C.I : Si on résume, il n’y a pas de démarche exemplaire et il vaut mieux se tromper en expérimentant que de ne pas agir ?
EB : C’est tout à fait ça. Il faut expérimenter. Surtout dans un établissement « de sciences » comme le nôtre ou l’expérimentation ne fait pas peur. Il faut toutefois modérer le propos. Il faut expérimenter de façon mesurée… Mais de préférence en étant accompagné par un référent développement durable, formé sur ces questions. C’est un métier auquel je crois beaucoup. Pour moi c’est un métier passion, qui a beaucoup de sens. On ne voit pas toujours que le développement durable est quelque chose de complexe, et donc nécessite une expertise. Le référent développement durable est en mesure d’accompagner la transition environnementale des entreprises ou des institutions et d’aider aux prises de décisions, avec des interrogations simples, pour orienter les choix en terme de gestion des impacts. Cela permet d’éviter de trop se tromper, d’éviter des écueils triviaux..

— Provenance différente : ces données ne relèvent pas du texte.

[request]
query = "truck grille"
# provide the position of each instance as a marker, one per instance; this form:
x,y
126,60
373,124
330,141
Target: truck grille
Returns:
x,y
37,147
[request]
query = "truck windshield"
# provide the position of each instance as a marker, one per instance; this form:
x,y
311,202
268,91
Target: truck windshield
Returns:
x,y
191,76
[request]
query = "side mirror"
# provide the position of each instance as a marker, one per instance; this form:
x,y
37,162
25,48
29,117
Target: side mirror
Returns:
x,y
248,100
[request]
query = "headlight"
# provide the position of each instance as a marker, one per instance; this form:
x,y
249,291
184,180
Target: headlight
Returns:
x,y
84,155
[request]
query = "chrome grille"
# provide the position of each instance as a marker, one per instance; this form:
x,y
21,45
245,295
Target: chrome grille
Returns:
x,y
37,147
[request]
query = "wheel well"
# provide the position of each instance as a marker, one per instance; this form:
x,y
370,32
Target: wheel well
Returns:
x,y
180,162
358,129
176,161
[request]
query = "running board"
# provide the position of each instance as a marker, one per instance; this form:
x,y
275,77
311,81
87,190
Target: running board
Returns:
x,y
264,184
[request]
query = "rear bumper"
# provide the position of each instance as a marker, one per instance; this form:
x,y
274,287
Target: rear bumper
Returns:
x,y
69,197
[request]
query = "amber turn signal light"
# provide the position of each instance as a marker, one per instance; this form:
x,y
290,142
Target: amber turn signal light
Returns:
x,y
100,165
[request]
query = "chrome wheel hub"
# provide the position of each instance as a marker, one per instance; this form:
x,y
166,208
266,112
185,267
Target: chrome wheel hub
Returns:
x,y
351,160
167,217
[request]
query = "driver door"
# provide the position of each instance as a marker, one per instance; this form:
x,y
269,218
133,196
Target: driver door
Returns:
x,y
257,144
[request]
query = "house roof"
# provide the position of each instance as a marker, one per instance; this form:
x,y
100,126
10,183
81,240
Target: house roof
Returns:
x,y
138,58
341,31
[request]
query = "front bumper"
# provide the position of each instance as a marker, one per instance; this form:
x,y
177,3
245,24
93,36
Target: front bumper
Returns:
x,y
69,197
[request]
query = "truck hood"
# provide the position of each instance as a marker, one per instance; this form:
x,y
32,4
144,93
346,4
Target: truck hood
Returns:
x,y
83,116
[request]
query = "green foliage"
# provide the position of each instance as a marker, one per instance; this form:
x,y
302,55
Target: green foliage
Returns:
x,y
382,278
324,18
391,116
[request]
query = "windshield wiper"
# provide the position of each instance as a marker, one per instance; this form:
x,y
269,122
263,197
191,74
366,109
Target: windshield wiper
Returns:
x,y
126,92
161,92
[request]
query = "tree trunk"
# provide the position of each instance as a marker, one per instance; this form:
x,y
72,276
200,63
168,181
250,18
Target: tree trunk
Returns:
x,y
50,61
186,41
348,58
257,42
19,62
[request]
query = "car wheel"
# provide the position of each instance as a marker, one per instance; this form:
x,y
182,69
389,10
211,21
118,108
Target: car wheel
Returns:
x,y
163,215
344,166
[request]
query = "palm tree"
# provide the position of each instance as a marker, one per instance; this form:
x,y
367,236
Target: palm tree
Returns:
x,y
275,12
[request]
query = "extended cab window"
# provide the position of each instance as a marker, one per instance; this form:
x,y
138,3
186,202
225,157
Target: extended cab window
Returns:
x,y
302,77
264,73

C.I : Auprès de vos publics, vous utilisez le numérique qui est un formidable outil de sensibilisation notamment dans vos expositions, mais ces outils ne sont pas sans impacts, sans conséquences sur l’environnement. Comment arrivez-vous à concilier ces deux aspects ?
EB : Aujourd’hui, c’est effectivement une réalité, les établissements ont de plus en plus recours au
numérique, pour proposer des expositions plus immersives, qui peuvent parler à toutes les générations. Des expositions qui permettent également d’attirer d’autres catégories de publics….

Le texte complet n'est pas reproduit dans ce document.